Indian parties can choose a foreign seat of arbitration
The Supreme Court in PASL Wind Solutions Private Limited vs. GE Power Conversion India Private Limited has ruled that two companies incorporated in India can choose a forum for arbitration outside India. It also ruled that an award made at such a forum outside India, to which the Convention on the Recognition and Enforcement of Foreign Arbitral Awards, 1958 (“New York Convention”) applies, can be said to be a “foreign award” under Part II of the Arbitration and Conciliation Act, 1996 (“Arbitration Act”) and be enforceable as such.
Both the parties before the Apex Court and involved in the arbitration were companies incorporated under the Companies Act, 1956. The settlement agreement between the parties said that in case amicable negotiations between the parties fail, “all disputes, controversies or differences shall be referred to and finally resolved by Arbitration in Zurich in the English language, in accordance with the Rules of Conciliation and Arbitration of the International Chamber of Commerce, which Rules are deemed to be incorporated by reference into this clause. The Arbitration Award shall be final and binding on both the parties.”

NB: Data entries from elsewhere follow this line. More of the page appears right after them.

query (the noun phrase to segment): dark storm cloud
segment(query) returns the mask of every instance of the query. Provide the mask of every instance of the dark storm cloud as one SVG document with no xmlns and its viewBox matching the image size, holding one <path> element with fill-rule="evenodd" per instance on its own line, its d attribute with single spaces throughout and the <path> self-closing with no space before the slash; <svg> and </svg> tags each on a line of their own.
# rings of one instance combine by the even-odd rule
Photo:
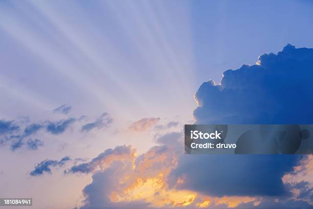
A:
<svg viewBox="0 0 313 209">
<path fill-rule="evenodd" d="M 19 127 L 13 123 L 13 120 L 0 120 L 0 134 L 11 134 L 18 131 Z"/>
<path fill-rule="evenodd" d="M 224 208 L 225 207 L 220 207 Z M 273 199 L 265 199 L 257 205 L 253 202 L 242 203 L 234 209 L 313 209 L 313 205 L 302 200 L 288 200 L 286 201 L 275 201 Z"/>
<path fill-rule="evenodd" d="M 76 121 L 75 118 L 70 118 L 66 120 L 61 120 L 57 122 L 49 122 L 47 127 L 47 131 L 52 134 L 59 134 L 64 132 L 66 129 Z"/>
<path fill-rule="evenodd" d="M 195 95 L 196 123 L 310 124 L 313 118 L 313 49 L 290 45 L 211 80 Z"/>
<path fill-rule="evenodd" d="M 113 118 L 107 113 L 104 113 L 94 122 L 83 125 L 81 128 L 81 131 L 88 132 L 96 128 L 100 129 L 109 126 L 113 122 Z"/>
<path fill-rule="evenodd" d="M 66 104 L 63 104 L 62 106 L 53 110 L 53 112 L 55 113 L 62 113 L 67 114 L 71 112 L 71 106 Z"/>
<path fill-rule="evenodd" d="M 195 95 L 196 123 L 313 123 L 313 49 L 288 45 L 259 60 L 258 65 L 225 72 L 220 85 L 209 81 L 201 85 Z M 287 195 L 281 178 L 301 158 L 183 155 L 170 179 L 174 182 L 184 176 L 181 189 L 212 196 Z"/>
<path fill-rule="evenodd" d="M 70 160 L 71 158 L 68 156 L 65 156 L 62 158 L 61 160 L 45 160 L 38 163 L 33 171 L 30 172 L 31 176 L 40 176 L 43 175 L 44 173 L 51 174 L 51 167 L 61 167 L 65 163 Z"/>
</svg>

The Tribunal issued an award and GE Power applied to enforce it in Gujarat. The Gujarat High Court then upheld the enforcement of the arbitral award. However, the High Court ruled that parties to such an arbitration would not be entitled to interim relief under Section 9 of the Arbitration Act.

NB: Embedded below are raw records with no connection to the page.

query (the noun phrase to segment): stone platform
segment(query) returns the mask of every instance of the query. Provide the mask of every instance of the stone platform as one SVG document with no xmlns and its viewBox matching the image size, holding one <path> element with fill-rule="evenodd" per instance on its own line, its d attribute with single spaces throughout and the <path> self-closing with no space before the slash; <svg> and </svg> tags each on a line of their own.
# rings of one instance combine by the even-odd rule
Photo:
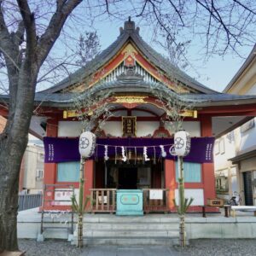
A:
<svg viewBox="0 0 256 256">
<path fill-rule="evenodd" d="M 76 221 L 76 218 L 75 218 Z M 84 241 L 88 245 L 170 245 L 178 242 L 178 216 L 147 214 L 144 216 L 116 216 L 113 214 L 85 214 Z M 38 208 L 20 212 L 18 237 L 38 239 L 41 214 Z M 256 238 L 256 217 L 253 212 L 238 212 L 236 218 L 224 213 L 186 215 L 187 239 L 198 238 Z M 71 214 L 52 212 L 44 218 L 44 238 L 69 239 L 77 242 L 76 225 L 71 232 Z"/>
</svg>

The appellant had now contended that foreign awards contemplated under Part II of the Arbitration Act arise only from international commercial arbitrations. It asserted that “international commercial arbitration”, as has been defined in section 2(1)(f) of the Arbitration Act, would make it clear that there has to be a foreign element when parties arbitrate outside India, the foreign element being that at least one of the parties is, inter alia, a national of a country other than India, or habitually resident in a country other than India, or a body corporate incorporated outside India.

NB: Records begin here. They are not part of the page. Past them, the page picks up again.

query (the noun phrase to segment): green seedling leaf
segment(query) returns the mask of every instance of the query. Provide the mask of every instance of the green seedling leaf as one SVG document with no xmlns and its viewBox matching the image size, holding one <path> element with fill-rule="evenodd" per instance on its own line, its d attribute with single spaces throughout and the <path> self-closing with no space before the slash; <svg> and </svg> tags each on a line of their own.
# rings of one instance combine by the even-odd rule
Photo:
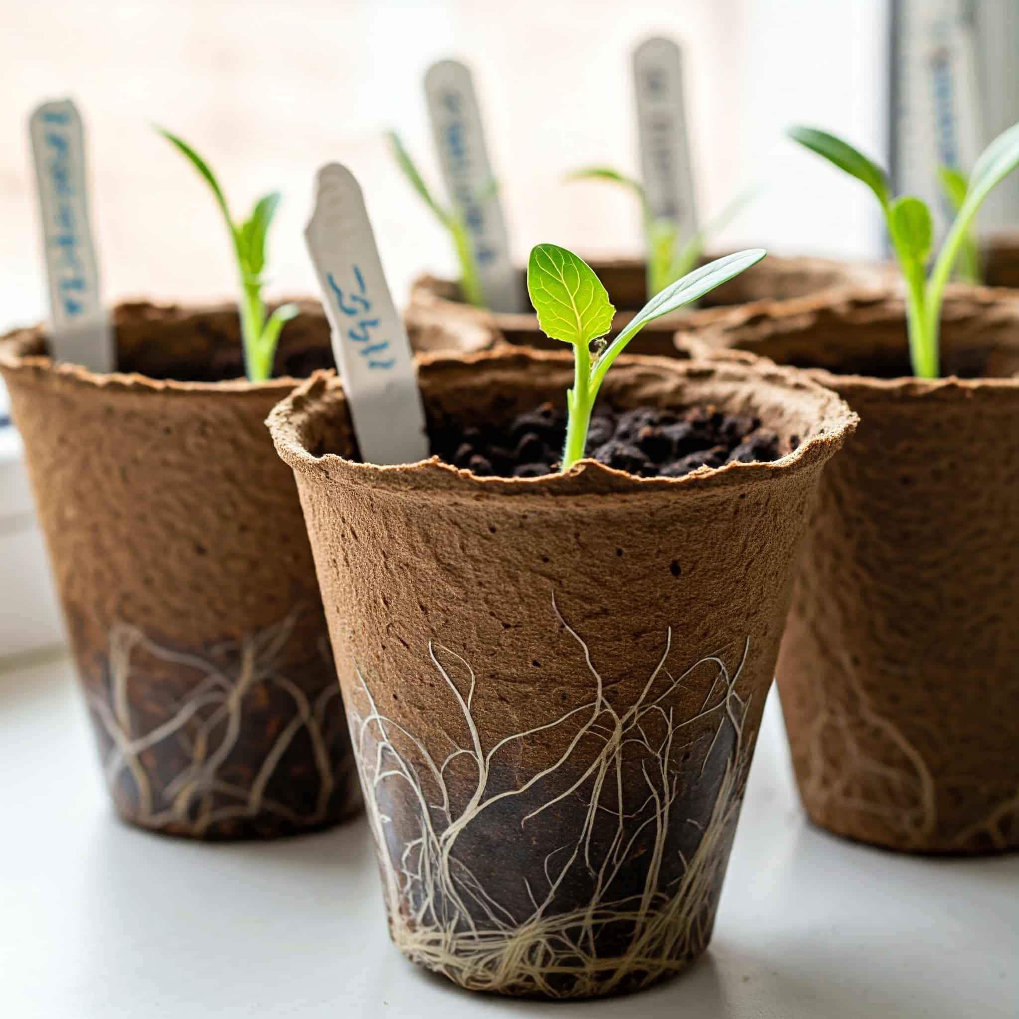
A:
<svg viewBox="0 0 1019 1019">
<path fill-rule="evenodd" d="M 538 245 L 527 263 L 527 291 L 546 336 L 588 347 L 612 325 L 615 309 L 594 270 L 555 245 Z"/>
<path fill-rule="evenodd" d="M 719 283 L 732 279 L 764 257 L 760 249 L 729 255 L 692 272 L 652 298 L 637 313 L 604 354 L 592 361 L 590 343 L 604 335 L 615 311 L 601 281 L 583 259 L 555 245 L 532 249 L 527 266 L 527 288 L 538 313 L 538 324 L 552 339 L 574 347 L 574 386 L 567 392 L 567 441 L 562 471 L 584 455 L 591 411 L 605 372 L 626 344 L 648 322 L 682 305 L 697 301 Z"/>
<path fill-rule="evenodd" d="M 926 205 L 912 196 L 896 199 L 889 209 L 889 232 L 899 257 L 913 262 L 922 271 L 934 239 L 934 226 Z"/>
<path fill-rule="evenodd" d="M 234 223 L 230 218 L 226 197 L 209 164 L 182 139 L 171 135 L 162 127 L 156 128 L 187 161 L 198 170 L 212 191 L 216 204 L 223 213 L 233 242 L 233 253 L 240 277 L 240 336 L 244 342 L 245 366 L 248 378 L 253 382 L 264 382 L 272 374 L 272 363 L 276 355 L 276 343 L 283 323 L 292 318 L 296 305 L 283 305 L 268 318 L 262 301 L 262 270 L 265 268 L 265 242 L 272 218 L 279 206 L 279 193 L 270 192 L 255 203 L 251 216 L 244 222 Z"/>
<path fill-rule="evenodd" d="M 715 259 L 702 265 L 699 269 L 688 273 L 682 279 L 677 280 L 671 286 L 666 286 L 660 293 L 655 294 L 634 317 L 629 325 L 612 340 L 611 345 L 605 351 L 601 362 L 611 362 L 622 352 L 623 347 L 630 342 L 634 336 L 648 324 L 662 315 L 668 315 L 684 305 L 693 304 L 699 301 L 705 293 L 709 293 L 716 286 L 728 282 L 734 276 L 756 265 L 767 254 L 763 248 L 751 248 L 748 251 L 736 252 L 734 255 L 727 255 L 725 258 Z M 608 369 L 608 364 L 601 368 L 601 373 Z M 599 364 L 599 368 L 600 368 Z"/>
<path fill-rule="evenodd" d="M 457 253 L 457 261 L 460 263 L 460 288 L 464 294 L 464 300 L 474 305 L 476 308 L 484 308 L 484 294 L 481 292 L 481 279 L 478 274 L 478 267 L 474 259 L 474 250 L 471 247 L 471 238 L 467 230 L 467 224 L 458 213 L 444 209 L 432 196 L 424 177 L 418 172 L 411 154 L 404 147 L 399 136 L 395 131 L 388 132 L 389 145 L 392 149 L 393 158 L 400 168 L 404 176 L 410 181 L 411 186 L 418 193 L 418 197 L 431 209 L 435 218 L 448 231 L 452 240 L 453 251 Z M 489 181 L 485 189 L 481 201 L 486 201 L 498 191 L 498 184 L 493 179 Z"/>
<path fill-rule="evenodd" d="M 969 189 L 966 175 L 954 166 L 938 166 L 937 177 L 942 182 L 942 190 L 952 204 L 953 211 L 958 212 L 966 201 L 966 192 Z"/>
<path fill-rule="evenodd" d="M 862 180 L 877 196 L 881 206 L 888 206 L 888 176 L 858 149 L 816 127 L 791 127 L 789 137 L 818 156 L 823 156 L 829 163 L 835 163 L 839 169 L 845 170 L 857 180 Z"/>
<path fill-rule="evenodd" d="M 392 148 L 396 165 L 403 170 L 404 176 L 410 181 L 411 186 L 418 193 L 418 196 L 425 205 L 435 213 L 439 222 L 443 226 L 448 225 L 449 213 L 432 198 L 432 193 L 428 190 L 425 178 L 418 172 L 418 167 L 415 165 L 414 160 L 411 159 L 411 154 L 405 148 L 399 136 L 394 130 L 391 130 L 386 137 L 389 139 L 389 145 Z"/>
<path fill-rule="evenodd" d="M 212 194 L 215 196 L 216 202 L 223 213 L 226 225 L 229 226 L 230 232 L 233 232 L 233 220 L 230 218 L 230 210 L 226 204 L 226 198 L 223 195 L 222 189 L 219 186 L 219 181 L 216 179 L 216 174 L 212 172 L 206 161 L 183 139 L 177 138 L 176 135 L 170 133 L 170 131 L 160 127 L 158 124 L 156 125 L 156 130 L 167 142 L 175 146 L 183 154 L 184 158 L 191 162 L 192 166 L 205 178 L 206 183 L 212 189 Z"/>
<path fill-rule="evenodd" d="M 251 217 L 239 229 L 243 257 L 248 272 L 259 276 L 265 268 L 265 238 L 272 223 L 272 217 L 279 207 L 279 192 L 270 192 L 255 203 Z"/>
<path fill-rule="evenodd" d="M 625 173 L 620 173 L 619 170 L 613 170 L 610 166 L 587 166 L 584 169 L 574 171 L 567 179 L 610 180 L 635 191 L 640 196 L 641 202 L 644 201 L 644 185 L 639 180 L 628 177 Z"/>
<path fill-rule="evenodd" d="M 936 378 L 945 285 L 960 260 L 963 275 L 979 281 L 976 244 L 971 226 L 983 200 L 1019 166 L 1019 124 L 1004 130 L 987 146 L 976 161 L 968 183 L 965 175 L 958 170 L 949 167 L 940 169 L 942 186 L 957 213 L 926 278 L 925 267 L 933 230 L 930 211 L 923 202 L 907 196 L 890 203 L 884 171 L 834 135 L 812 127 L 794 127 L 789 133 L 801 145 L 862 180 L 877 196 L 907 284 L 906 319 L 913 374 L 918 378 Z"/>
</svg>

However, the Apex Court now explained that for an award to be designated as a foreign award under Section 44 of the Arbitration Act, four conditions must be met: (i) the dispute must be considered to be a commercial dispute under the law in force in India, (ii) it must be made in pursuance of an agreement in writing for arbitration, (iii) it must be disputes that arise between “persons” (without regard to their nationality, residence, or domicile), and (iv) the arbitration must be conducted in a country which is a signatory to the New York Convention.
The Court then asserted that Section 44 of the Arbitration Act is “party-neutral”, having reference to the place at which the award is made instead. It ruled that the four conditions were met by the award in question.
On public policy
The Apex Court further considered the issue whether an agreement between two Indian parties to arbitrate in a foreign seat violated Sections 23 and 28 of the Indian Contract Act, 1872, which makes agreements against public policy void, and provides that agreements in restraint of legal proceedings are void, respectively.
The Court ruled that “the balancing act between freedom of contract and clear and undeniable harm to the public must be resolved in favour of freedom of contract as there is no clear and undeniable harm caused to the public in permitting two Indian nationals to avail of a challenge procedure of a foreign country when, after a foreign award passes muster under that procedure, its enforcement can be resisted in India on the grounds contained in section 48 of the Arbitration Act, which includes the foreign award being contrary to the public policy of India.”
It further asserted “nothing stands in the way of party autonomy in designating a seat of arbitration outside India even when both parties happen to be Indian nationals”.
On interim relief
The Supreme Court also set aside the Gujarat high court’s conclusion that such an arbitration would not be entitled to interim relief under Section 9 of the Arbitration Act.
It noted that 2(2) of the Arbitration Act makes certain sections of Part I of the Arbitration Act (such as Section 9 for interim relief from Indian courts) that are ordinarily applicable to only domestic arbitrations, applicable even to “international commercial arbitration, even if the place of arbitration is outside India”.
It opined that the term ‘international commercial arbitration’ used here does not refer to the definition contained in Section 2(1)(f) (requiring a foreign party) but instead, is “place-centric”, referring to arbitrations that take place outside India.
“This expression, therefore, only means that it is an arbitration which takes place between two parties in a territory outside India, the New York Convention applying to such territory, thus making it an “international” commercial arbitration,” the court said.